Batman confronts her about killing Max, then tries to get through to Selina by removing his mask, allowing her to see what she already knows—that Bruce Wayne is Batman, and he wants to save her as the former.
5. Alfred's Burma Story
Alfred is often called "Batman's Batman." He's the one who gives Bruce the advice he needs—whether he wants to hear it or not—about the road he walks.
During The Dark Knight, after the Joker has killed multiple people to put pressure on Batman to reveal himself, Bruce is about to give in to the clown... but he asks Alfred what he believes he should do.
The resulting story that Alfred tells Bruce—about catching a bandit in a forest in Burma—gives Bruce a lesson in what Batman stands for. He tells Bruce that he "should endure, take it."
Later, when Rachel has perished due to Bruce's actions, he asks Alfred how he caught the bandit. "We burned the forest down."
4. Batman's Warehouse Fight
There have been many attempts to transfer Batman's fighting style from comic pages to the big screen. When Zack Snyder came along, he didn't get everything quite right—but he did get Batman's aggressive fighting tactics spot-on.
When Batman heads out to save Martha Kent on Superman's behalf, he finds her surrounded by multiple goons in a warehouse.
What comes next is a brutal dismantling of the entire crew with a fury that lives up to the legend of Batman, giving fans the first example of how they always wanted to see Batman operate.
3. Batman and The Joker
The ending of Zack Snyder's Justice League picks up from Batman's Knightmare sequence in Batman v Superman: Dawn of Justice. Batman and his makeshift squad have to undo the world that now exists under Darkseid and Superman's control.
As the team moves toward their mission of stealing a Mother Box, they become embroiled in a conversation—leading to a surprise when one certain member speaks to Batman.
The Joker sits on a wrecked car and draws Batman into a discussion about parts of their past and what they must do, using his intellect to prod Batman verbally.
The conversation is a stunning moment as they spar with one another, ending with Batman revealing his intention to uphold a promise he gave to Harley Quinn: to kill The Joker.
2. Batman Interrogates Joker
In Christopher Nolan's The Dark Knight, after Batman and Gordon have apprehended The Joker in a thrilling chase through Gotham's streets, they need to get information out of the clown.
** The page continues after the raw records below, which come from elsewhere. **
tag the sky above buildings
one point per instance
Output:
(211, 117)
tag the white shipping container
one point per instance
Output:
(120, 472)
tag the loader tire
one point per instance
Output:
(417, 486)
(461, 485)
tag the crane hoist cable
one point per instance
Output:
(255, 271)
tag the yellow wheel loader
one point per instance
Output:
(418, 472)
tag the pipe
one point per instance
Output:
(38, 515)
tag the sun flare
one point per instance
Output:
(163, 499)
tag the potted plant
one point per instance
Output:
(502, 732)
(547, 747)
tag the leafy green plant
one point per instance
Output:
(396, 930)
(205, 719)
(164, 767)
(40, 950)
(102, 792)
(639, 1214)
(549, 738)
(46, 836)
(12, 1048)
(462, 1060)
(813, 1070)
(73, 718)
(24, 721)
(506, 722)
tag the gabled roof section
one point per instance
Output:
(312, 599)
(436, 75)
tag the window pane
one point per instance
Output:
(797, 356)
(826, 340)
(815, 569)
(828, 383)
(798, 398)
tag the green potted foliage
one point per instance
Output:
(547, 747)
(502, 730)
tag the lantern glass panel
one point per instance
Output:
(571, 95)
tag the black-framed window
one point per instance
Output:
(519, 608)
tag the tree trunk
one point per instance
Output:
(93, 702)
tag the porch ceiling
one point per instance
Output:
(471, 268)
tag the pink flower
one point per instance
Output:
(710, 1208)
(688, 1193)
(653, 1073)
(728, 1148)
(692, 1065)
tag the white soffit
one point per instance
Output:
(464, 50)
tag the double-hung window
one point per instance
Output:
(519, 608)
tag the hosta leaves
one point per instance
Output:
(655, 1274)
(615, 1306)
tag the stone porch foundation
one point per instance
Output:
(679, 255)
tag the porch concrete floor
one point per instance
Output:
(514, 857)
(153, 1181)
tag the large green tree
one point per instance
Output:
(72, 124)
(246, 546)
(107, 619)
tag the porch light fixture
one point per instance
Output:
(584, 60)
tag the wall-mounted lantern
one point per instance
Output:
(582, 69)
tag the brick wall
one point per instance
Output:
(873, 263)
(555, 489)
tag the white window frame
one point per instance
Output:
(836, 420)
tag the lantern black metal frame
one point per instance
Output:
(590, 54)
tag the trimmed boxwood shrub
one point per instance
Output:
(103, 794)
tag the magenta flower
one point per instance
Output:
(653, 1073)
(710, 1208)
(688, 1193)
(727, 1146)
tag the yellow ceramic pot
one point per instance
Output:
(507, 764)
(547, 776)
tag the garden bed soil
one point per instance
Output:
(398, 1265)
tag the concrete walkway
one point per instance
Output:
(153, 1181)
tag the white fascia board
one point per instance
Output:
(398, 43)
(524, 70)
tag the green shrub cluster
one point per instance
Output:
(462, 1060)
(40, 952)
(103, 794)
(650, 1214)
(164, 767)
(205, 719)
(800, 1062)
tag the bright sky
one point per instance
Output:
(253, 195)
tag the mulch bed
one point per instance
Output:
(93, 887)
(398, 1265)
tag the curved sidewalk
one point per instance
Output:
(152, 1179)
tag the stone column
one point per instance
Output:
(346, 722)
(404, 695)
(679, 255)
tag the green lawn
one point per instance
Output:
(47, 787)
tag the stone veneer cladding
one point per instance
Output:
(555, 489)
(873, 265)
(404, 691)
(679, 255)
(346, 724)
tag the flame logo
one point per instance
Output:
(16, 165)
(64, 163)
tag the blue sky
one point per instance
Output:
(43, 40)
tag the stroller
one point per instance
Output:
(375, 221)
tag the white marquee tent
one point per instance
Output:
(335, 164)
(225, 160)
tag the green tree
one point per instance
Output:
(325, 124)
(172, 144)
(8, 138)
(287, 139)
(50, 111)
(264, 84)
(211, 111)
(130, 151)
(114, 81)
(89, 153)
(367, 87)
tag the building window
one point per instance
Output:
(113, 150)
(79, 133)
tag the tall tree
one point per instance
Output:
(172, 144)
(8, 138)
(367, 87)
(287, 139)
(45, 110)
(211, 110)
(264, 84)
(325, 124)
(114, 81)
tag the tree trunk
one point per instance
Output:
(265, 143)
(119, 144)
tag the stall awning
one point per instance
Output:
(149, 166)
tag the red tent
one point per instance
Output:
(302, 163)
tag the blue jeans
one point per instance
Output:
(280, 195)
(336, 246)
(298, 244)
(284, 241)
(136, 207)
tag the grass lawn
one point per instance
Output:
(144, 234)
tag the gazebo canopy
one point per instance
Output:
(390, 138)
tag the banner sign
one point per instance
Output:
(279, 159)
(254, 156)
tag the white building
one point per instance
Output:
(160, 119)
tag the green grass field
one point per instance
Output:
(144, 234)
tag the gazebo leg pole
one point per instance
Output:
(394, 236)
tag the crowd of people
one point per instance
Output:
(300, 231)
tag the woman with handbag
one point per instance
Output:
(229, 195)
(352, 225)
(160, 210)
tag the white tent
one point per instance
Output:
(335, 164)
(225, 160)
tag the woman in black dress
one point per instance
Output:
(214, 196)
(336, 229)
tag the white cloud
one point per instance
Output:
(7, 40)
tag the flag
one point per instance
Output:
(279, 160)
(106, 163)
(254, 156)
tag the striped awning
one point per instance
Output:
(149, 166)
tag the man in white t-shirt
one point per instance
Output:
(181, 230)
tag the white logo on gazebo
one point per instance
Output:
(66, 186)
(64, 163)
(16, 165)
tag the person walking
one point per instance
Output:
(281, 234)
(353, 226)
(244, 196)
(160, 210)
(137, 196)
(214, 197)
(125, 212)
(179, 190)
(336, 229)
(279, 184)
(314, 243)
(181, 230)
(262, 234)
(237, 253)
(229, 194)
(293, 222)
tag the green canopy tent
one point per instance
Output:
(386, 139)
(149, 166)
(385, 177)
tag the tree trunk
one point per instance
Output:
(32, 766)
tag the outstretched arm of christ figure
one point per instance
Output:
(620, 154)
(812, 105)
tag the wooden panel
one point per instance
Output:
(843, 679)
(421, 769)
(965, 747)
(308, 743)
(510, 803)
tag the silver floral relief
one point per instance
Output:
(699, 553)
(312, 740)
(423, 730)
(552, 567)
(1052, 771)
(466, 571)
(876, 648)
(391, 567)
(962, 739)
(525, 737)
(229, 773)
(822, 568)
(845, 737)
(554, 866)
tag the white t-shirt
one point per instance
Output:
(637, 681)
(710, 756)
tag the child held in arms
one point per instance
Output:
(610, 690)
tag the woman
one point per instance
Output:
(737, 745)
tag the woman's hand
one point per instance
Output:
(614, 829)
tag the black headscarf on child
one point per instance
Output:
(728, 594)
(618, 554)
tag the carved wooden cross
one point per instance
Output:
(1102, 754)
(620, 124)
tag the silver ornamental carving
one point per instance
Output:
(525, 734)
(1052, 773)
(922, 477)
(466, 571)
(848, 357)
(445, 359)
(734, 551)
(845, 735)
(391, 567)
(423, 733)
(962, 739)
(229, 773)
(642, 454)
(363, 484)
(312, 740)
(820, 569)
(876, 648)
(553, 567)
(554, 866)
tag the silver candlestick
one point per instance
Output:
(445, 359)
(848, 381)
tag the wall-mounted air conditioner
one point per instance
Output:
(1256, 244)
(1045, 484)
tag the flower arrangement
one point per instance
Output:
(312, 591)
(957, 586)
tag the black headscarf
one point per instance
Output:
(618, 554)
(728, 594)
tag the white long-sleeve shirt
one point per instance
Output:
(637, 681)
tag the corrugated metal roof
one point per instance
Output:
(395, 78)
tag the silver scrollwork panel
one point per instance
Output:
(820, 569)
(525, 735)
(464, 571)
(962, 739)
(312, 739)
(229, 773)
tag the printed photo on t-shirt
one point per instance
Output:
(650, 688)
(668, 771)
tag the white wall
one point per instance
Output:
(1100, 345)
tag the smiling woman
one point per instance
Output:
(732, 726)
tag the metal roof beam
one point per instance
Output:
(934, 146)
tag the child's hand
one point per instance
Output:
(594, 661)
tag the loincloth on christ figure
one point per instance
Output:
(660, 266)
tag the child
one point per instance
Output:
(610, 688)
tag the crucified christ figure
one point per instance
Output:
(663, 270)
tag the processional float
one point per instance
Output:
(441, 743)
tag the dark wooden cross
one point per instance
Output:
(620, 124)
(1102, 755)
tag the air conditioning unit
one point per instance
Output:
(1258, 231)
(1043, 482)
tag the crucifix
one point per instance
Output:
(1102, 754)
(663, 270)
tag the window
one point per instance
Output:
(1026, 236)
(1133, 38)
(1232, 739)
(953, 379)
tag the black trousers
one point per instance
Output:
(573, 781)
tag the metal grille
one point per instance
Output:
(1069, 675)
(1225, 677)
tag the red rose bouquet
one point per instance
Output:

Gordon leaves the clown in the interrogation room and in the hands of Batman, who sits down with Joker. Their back-and-forth is one of the best hero-and-villain sequences in history, with both using their strengths against the other.
The Joker tells Batman what he wants to hear after an intense conversation. Joker is left on the floor, though still laughing.
Fun fact: The whole sequence is inspired by Heat's coffee scene where De Niro's McCauley and Pacino's Detective Hanna discuss their lives (which, in turn, was based upon an actual event).
1. Michael Keaton's "I'm Batman"
The best moment Batman has had on the big screen is obvious, even after over thirty years. Batman opens with two criminals having robbed a family for their cash, now sitting on a rooftop and counting their loot. But the wind is close, the night is dark, and something is wrong.
They look above... and there he is: The Batman. They try to escape as the looming figure terrifies them, and they even shoot at him. But when they turn around, he's there again. Batman kicks one through a door and dangles the other off the roof. The criminal asks, "What are you!?"
Batman pulls him close and says, "I'm Batman."
It's the perfect introduction to the movie and marks the character's reinvention after Adam West's beloved-yet-wacky version from the 60s. It's a reinvention that Michael Keaton will reprise in The Flash.